Una presa di coscienza a livello mondiale: proprio ora che la Cina ha finalmente messo al bando il consumo della carne di cane, pare che, soprattutto grazie ai video di TikTok,  nelle case dei cinesi gli animali d’affezione siano ormai più di 100 milioni. Quello che per Mao era solo “un dannoso passatempo borghese da vietare” è diventato un trend che ha ormai un peso non trascurabile anche sull’economia.

“Un grande passo avanti di cui ci possiamo rallegrare.”, dice Barbara, ”Il rovescio della medaglia è che gli animali, considerati parte della famiglia ed equilibratori di sentimenti, a volte sono investiti di una responsabilità eccessiva. Non devono essere accolti solo perché noi abbiamo bisogno di affetto. Mi spiego: a volte ci sono scene a cui non si dovrebbe assistere. E’ inaccettabile vedere un cane ingioiellato o portato in giro in carrozzina: anche un chihuahua è fatto per camminare, giocare e non per essere trattato come un peluche.”

 

Attività e relazione

Quali sono le richieste più frequenti per un educatore cinofilo?

Andare correttamente al guinzaglio. Il cane non deve tirare, ma anche il proprietario non lo deve strattonare. Si va a passeggio insieme come tra amici umani. Niente deve essere forzato. Bisogna parlargli e dire sempre cosa si sta facendo.

Ci vuole diverso tempo per gestire bene il guinzaglio. Anche infilare la pettorina sembrerebbe un’azione banale, ma non lo è. Dovrebbe essere un movimento fluido, come una danza.

I gesti, le parole, i suoni sono importanti per farsi seguire e impostare una relazione di fiducia.

Altra questione di importanza basilare è il richiamo. Quando ci sono pericoli, obbedire a un nostro segnale potrebbe salvargli la vita.

Altre cose non sono così importanti, per cui, se qualche volta il vostro cane non ha voglia di farle, non importa. Impariamo anche a essere un po’ indulgenti…”

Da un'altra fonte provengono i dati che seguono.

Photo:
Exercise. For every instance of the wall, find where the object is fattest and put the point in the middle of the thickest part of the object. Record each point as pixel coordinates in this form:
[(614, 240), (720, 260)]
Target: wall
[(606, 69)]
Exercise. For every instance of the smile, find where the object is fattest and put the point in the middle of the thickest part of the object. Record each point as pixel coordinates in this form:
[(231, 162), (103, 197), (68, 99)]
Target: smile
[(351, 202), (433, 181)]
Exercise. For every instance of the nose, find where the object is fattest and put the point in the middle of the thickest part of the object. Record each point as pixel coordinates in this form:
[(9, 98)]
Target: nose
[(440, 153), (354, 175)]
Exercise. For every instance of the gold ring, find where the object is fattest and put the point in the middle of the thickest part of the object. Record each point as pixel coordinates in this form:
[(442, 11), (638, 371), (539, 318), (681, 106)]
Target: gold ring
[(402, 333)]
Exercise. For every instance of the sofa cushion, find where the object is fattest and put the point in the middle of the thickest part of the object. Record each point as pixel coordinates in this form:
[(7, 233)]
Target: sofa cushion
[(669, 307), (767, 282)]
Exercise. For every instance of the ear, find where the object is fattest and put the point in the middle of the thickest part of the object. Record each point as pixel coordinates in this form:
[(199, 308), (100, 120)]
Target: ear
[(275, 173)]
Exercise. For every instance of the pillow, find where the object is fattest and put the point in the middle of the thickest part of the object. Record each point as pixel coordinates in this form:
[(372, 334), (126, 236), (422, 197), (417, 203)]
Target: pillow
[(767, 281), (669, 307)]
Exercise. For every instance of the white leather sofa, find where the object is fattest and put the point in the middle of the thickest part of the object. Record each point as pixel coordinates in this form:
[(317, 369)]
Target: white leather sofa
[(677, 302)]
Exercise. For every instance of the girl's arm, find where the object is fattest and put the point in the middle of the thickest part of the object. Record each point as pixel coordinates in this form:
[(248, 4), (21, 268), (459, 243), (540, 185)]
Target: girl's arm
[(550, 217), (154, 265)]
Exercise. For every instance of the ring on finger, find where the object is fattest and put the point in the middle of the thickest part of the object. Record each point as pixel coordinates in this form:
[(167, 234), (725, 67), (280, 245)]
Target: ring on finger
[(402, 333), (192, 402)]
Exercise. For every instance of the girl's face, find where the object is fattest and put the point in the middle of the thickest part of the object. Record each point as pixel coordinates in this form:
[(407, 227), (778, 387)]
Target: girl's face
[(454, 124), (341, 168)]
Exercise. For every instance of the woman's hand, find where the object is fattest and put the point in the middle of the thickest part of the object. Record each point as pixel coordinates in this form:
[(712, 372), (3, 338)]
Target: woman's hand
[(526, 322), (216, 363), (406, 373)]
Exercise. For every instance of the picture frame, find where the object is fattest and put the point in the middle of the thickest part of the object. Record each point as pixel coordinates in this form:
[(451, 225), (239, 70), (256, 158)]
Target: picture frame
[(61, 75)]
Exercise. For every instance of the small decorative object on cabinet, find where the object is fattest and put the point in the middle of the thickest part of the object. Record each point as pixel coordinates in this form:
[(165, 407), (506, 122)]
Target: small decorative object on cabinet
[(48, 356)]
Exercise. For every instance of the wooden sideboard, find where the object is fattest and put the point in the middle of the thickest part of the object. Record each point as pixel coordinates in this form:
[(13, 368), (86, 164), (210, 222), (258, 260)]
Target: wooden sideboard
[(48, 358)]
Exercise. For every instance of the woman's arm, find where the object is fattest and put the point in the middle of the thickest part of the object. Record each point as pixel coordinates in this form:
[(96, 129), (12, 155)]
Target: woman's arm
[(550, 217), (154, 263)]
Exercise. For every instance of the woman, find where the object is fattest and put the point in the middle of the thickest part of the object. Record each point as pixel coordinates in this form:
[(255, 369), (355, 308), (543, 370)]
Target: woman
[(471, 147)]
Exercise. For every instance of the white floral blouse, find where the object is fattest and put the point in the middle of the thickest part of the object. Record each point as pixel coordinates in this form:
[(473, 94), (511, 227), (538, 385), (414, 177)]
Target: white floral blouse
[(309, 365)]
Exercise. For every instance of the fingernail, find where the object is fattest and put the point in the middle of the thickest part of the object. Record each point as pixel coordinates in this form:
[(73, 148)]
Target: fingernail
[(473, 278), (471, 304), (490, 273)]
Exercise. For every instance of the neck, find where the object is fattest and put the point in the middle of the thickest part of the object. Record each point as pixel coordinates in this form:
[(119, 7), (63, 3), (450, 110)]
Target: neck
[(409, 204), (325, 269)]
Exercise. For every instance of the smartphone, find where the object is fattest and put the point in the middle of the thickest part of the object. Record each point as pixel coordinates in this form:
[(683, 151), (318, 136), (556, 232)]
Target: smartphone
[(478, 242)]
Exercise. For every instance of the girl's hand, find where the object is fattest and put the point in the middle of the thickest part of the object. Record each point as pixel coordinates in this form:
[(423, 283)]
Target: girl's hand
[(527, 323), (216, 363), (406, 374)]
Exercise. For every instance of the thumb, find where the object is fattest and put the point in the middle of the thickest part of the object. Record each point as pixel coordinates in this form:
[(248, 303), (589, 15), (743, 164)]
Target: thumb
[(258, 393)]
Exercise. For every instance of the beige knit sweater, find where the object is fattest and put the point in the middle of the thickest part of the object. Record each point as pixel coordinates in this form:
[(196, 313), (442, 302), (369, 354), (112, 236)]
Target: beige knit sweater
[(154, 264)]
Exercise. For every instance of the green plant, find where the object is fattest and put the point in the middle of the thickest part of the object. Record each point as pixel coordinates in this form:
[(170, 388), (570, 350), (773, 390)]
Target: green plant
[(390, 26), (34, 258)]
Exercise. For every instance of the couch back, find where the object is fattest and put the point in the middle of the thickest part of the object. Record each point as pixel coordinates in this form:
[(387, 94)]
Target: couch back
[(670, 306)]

Barbara con Byron. Una relazione a 6 zampe passa sicuramente anche attraverso il gioco

 

Socializzare e sperimentare

“Poi si va insieme in città, nelle strade piene di gente, nei bar, in spiaggia, perché possano imparare a socializzare con diversi tipi di esseri umani. Sarebbe meglio svolgere questa attività in una certa finestra temporale, quando sono ancora cuccioli. Più tardi sarà più difficile per loro.

Rey in spiaggia

Per cani provenienti da zone non urbanizzate è anche importante abituarsi al rumore del traffico.

Ci vuole poi una particolare pazienza se si adotta un soggetto semi-selvatico, portato in canile per salvarlo da qualche situazione pericolosa. In questi casi anche vivere in casa va imparato da zero. Ma con l’amore e la perseveranza anche questi obiettivi possono essere raggiunti.”

Barbara in pineta con un grande leonberger

 

 

Scegliere il cane ideale

“Non c’è un cane ideale!”, sorride Barbara, ”C’è il cane ideale per te. L’importante è che tutti stiano bene. La consulenza pre-adozione non è molto diffusa, ma sarebbe fondamentale. L’educatore cinofilo ti può accompagnare in allevamento o in canile a vedere, quando è possibile, anche i genitori e i fratellini. E’ comunque importante che un cucciolo possa stare con loro almeno due o tre mesi per imparare la socializzazione coi suoi simili.”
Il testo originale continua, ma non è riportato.